Cries From the Earth - The army and Nez Perce agent deliver an ultimatum to the non-treaty bands, "Come to the reservation or we will destroy our villages." As White Bird and Joseph reluctantly prepare to submit, a few young men are made bold by a bellyful of whiskey and they set off to begin a bloody rampage of revenge on innocent white settlers--men, women, and children alike. The powderkeg explodes when General Howard sends Captain David Perry and 100 cavalrymen to drive the renegade Nez Perce back to the reservation. In White Bird Canyon a third of those soldiers are killed, the rest put to rout...and this tale is but the beginning of three intricate and haunting novels that will chronicle the five-month, 1300-mile tragedy of the Nez Perce.

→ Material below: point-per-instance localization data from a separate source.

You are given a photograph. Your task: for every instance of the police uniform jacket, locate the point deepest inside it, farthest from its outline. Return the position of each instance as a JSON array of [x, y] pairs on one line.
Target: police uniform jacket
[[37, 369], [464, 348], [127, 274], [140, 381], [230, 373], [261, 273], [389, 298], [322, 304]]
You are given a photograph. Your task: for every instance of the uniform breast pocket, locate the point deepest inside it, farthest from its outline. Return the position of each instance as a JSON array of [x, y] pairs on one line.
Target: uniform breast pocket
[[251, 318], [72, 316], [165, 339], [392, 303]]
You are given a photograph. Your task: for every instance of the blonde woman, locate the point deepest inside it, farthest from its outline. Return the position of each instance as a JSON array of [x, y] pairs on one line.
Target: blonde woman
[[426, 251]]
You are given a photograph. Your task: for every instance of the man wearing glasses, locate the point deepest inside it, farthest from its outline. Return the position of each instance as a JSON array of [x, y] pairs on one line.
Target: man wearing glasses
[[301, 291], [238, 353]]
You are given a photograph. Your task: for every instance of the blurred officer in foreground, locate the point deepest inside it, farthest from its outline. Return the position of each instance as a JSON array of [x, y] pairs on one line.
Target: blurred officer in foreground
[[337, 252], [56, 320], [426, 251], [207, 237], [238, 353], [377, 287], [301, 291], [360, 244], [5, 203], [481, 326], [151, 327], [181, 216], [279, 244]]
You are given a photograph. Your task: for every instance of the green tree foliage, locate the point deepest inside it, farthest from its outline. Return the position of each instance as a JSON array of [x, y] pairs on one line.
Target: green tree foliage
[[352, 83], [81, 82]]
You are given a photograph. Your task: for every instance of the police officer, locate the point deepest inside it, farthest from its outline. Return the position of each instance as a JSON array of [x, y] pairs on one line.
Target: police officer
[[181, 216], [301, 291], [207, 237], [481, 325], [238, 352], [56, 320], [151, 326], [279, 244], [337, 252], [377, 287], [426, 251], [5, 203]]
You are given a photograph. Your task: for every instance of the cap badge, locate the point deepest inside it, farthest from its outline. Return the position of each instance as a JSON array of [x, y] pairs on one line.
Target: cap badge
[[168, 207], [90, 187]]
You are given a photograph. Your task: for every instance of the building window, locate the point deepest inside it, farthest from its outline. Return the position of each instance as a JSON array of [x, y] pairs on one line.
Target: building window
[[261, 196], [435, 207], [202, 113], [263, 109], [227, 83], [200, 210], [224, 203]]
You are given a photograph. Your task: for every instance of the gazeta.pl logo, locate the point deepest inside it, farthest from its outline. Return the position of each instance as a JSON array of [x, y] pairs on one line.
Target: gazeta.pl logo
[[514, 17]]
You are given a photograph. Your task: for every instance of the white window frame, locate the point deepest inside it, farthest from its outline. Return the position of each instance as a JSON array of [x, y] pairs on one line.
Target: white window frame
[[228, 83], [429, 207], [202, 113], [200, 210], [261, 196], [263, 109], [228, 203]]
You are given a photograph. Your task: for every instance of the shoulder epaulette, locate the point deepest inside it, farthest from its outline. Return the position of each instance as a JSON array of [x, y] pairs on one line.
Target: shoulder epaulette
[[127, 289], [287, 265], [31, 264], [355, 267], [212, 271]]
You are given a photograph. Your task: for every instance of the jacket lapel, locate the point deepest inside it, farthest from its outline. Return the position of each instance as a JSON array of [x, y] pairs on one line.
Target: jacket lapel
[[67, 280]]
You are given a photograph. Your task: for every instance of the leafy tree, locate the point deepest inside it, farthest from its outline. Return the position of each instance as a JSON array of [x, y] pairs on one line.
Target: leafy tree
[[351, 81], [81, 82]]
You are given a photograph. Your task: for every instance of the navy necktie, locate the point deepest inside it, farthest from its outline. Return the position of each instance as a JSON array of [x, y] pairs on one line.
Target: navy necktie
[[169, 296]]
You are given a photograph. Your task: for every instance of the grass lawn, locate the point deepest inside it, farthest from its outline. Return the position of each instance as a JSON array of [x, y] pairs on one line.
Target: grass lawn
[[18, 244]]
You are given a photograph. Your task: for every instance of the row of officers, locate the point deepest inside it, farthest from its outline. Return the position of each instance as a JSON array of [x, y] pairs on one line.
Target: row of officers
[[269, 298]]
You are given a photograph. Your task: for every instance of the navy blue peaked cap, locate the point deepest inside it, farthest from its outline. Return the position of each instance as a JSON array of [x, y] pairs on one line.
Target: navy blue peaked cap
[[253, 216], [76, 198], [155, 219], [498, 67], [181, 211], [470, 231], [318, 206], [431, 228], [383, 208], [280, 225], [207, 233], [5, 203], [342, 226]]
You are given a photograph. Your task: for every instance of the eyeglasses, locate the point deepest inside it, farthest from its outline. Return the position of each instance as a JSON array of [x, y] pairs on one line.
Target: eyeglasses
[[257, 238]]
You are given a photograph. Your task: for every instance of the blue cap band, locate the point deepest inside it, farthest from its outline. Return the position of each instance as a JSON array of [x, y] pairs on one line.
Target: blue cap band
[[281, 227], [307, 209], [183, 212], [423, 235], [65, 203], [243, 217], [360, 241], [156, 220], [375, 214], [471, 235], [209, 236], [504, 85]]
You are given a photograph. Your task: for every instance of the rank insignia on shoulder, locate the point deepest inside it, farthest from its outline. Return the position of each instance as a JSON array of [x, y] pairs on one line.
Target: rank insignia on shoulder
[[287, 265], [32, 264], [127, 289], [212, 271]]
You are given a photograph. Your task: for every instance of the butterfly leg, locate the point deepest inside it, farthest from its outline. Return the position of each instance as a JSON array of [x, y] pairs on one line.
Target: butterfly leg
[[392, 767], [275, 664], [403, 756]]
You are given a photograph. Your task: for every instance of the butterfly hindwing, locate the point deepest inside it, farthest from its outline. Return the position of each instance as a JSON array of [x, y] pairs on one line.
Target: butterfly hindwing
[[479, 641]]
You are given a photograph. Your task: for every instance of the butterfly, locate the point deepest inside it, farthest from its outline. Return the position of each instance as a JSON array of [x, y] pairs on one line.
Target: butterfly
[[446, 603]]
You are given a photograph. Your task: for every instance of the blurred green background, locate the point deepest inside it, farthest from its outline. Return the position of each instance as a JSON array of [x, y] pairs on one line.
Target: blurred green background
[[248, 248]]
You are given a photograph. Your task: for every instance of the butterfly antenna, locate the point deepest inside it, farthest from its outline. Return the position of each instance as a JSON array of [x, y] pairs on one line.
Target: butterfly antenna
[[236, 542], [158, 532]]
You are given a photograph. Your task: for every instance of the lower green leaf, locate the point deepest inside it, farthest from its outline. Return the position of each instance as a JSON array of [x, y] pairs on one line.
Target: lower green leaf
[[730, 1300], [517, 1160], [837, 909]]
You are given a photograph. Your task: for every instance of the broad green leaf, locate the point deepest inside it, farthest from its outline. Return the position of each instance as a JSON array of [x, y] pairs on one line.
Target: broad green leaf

Lay the Mountains Low - (hardcover - June 2000, paperback - February 2001) Now that the Non-Treaty bands of Nez Perce have soundly defeated the army at White Bird Canyon, they stay one step ahead of General Howard’s army in a series of skirmishes with the soldiers at Cottonwood Station, and against seventeen brave civilians on Camas Prairie, showing their dominance in the war to that point. But Howard eventually catches the warrior bands camped at the Clearwater. After a two-day battle, Looking Glass leads the Nez Perce north to the western end of the Lolo Trail, where they prepare to abandon their ancestral lands for the buffalo country of Montana Territory and their long-time friends, the Crow. After by-passing a weak outpost of soldiers at "Fort Fizzle," the Nez Perce trade with merchants in the Bitterroot Valley, white men they have trusted for many generations, slowly making their way south by east, believing they have left both the war and Howard’s army behind. Little do they know that another army, the Seventh U.S. Infantry led by Colonel John Gibbon, is already on their trail and closing fast. Stopping to rest and cut new lodgepoles at the "Place of the Ground Squirrels," Looking Glass scoffs at those who warn of danger coming up behind them. On the morning of August 9, 1877, Gibbon leads his infantry and more than fifty civilian volunteers from the Bitterroot in a bloody attack on the sleeping Nez Perce village. It will not take the enraged warriors long to regroup and counter-attack, driving the white men back against the hillside where they are forced to dig in for their lives. The Battle of the Big Hole will rage on into a second day before the warriors hastily bury their dead and limp away, following their grieving families south across the mountains into the Lemhi Valley. No longer will they trust any white man as they push on for freedom.